Saturday, June 23, 2007

USA Today don't know Jack about HipHop

One of my faithful readers (I don't have many, but I do appreciate the ones that I do have) referred me to an article in USA Today that addresses the decline of rap music .

I hadn't read this article, although I had heard about it, because frankly, If I'm not taking a flight that particular day, the only days I read USA Today are the Monday after Selection Sunday, The Monday after the Draft, and the occasional Friday where there is a cool bonus section.

So, if you want to hide something from me, putting it in USA Today on a random Wednesday is a good place to start.

So, since he was nice enough to provide me a link...I will be nice enough to thrash said article for being completely out of step with the HipHop reality I am familiar with.

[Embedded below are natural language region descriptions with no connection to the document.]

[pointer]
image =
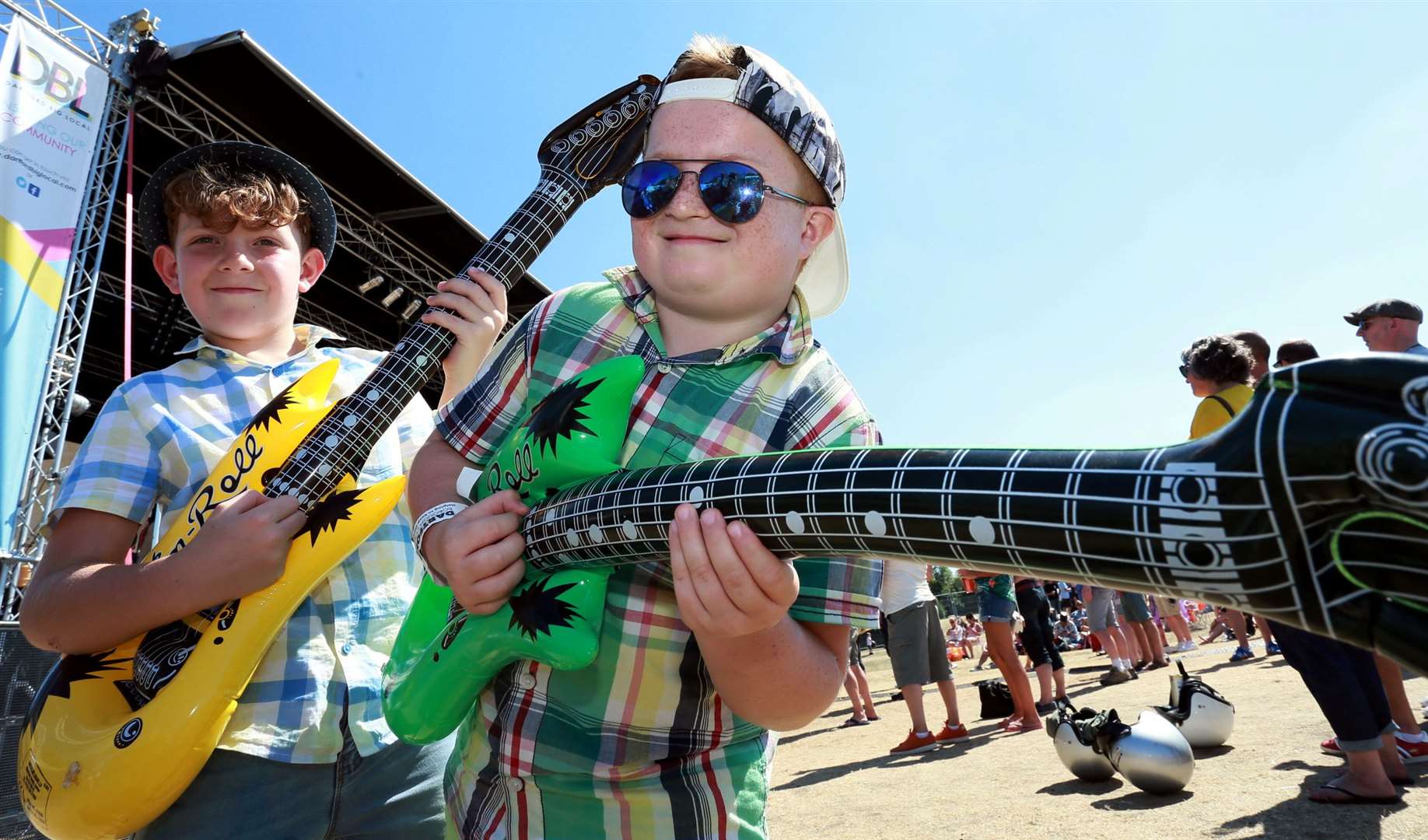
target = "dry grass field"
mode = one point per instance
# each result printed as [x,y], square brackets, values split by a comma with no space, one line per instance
[835,783]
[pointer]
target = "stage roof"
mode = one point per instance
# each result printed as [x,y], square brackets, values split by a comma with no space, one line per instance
[390,225]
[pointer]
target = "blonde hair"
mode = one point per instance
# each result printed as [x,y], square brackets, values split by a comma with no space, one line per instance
[714,58]
[225,198]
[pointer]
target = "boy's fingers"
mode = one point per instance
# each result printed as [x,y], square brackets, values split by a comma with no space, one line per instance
[767,570]
[691,609]
[242,503]
[467,290]
[726,562]
[466,307]
[490,285]
[703,576]
[503,502]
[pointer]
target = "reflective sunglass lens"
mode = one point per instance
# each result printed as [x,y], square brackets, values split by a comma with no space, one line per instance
[733,192]
[649,186]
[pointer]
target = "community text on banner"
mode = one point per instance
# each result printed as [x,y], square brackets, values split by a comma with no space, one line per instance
[51,112]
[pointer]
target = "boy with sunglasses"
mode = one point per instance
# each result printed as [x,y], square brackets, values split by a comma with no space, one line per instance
[739,247]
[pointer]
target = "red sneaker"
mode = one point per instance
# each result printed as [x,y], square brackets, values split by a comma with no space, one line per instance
[914,744]
[953,735]
[1411,752]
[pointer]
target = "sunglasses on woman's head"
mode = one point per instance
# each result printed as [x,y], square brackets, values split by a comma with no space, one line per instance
[731,191]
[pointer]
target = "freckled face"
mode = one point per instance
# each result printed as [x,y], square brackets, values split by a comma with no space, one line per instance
[240,285]
[705,266]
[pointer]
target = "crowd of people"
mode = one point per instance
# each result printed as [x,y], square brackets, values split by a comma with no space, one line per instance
[1361,695]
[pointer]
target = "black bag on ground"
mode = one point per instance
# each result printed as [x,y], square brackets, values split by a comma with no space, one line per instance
[996,699]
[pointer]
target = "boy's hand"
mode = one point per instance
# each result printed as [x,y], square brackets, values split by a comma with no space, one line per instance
[243,544]
[726,582]
[480,315]
[478,551]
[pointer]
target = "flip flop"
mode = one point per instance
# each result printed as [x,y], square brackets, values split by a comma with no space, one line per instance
[1354,797]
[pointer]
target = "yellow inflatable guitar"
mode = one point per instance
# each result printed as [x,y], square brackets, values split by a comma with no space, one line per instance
[114,737]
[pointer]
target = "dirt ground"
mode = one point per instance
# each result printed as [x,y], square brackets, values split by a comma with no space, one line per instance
[835,783]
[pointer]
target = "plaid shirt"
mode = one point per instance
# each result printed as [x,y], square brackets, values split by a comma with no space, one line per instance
[640,744]
[159,437]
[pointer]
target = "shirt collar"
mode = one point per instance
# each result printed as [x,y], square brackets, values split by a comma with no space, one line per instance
[307,336]
[789,339]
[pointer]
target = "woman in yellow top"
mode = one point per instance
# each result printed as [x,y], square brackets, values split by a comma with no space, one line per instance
[1217,369]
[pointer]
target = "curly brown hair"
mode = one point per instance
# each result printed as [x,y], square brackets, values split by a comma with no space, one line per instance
[1219,359]
[225,196]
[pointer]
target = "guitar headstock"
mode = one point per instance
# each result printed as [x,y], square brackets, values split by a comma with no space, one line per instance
[601,142]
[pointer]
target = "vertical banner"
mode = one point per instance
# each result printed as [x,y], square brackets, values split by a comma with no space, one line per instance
[52,105]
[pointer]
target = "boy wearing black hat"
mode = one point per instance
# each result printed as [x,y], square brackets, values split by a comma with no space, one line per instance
[737,243]
[240,232]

Rap's decline can be traced to a range of factors, including marketing strategies that have de-emphasized album sales in favor of selling less-lucrative single songs and short versions of those singles as ring tones for cellphones. But more important to the industry, there are signs that many music-buying Americans — particularly the young, largely white audience that can make a difference between modest and blockbuster sales — are tiring of rappers' emphasis on "gangsta" attitudes, explicit lyrics and tales of street life and conspicuous consumption.


So, USA Today posits that WHITE folk are tired of rappers overemphasizing "gangsta attitudes, explicit lyrics and tales of street life and conspicuous consumption".


GTFOHWTBS.

The underlying premise is that somehow White folk outgrew Rap and moved on in search of something more meaningful and that us common Negroes were left to pop lock and drop it on our own.


Note to USAToday:

The moment that the Record labels realized that they could profit from HipHop is the moment it ceased to be the cutting edge tour de force it once was.


Just as Jazz, Rock and country before it suffered under the weight of the desire to profit from the artform, HipHop is going through the same growing pains.


HipHop as an art form has NEVER been more vibrant and original...


The commercial output does not bear that out, and that is the fault of the marketplace and the distributors...not the artists themselves.

2 Comments:

Blogger me said...

This post has been removed by the author.

12:00 PM  
Blogger jameil1922 said...

when i was a kid, i could read usa today cover to cover and was excited when my dad would bring them back from trips or we'd stay at a hotel where they were complimentary. whooooo!

now... yeah right. one step above a tabloid. they are ridiculous w/thinking white people are looking for substance in their rap/music. GET OUTTA HERE. they LOVE those ridiculous songs most of the black people i know are like "what is this trash?!" since i rarely listen to the radio, the white people at work are sometimes more up on those lil hood songs than i am.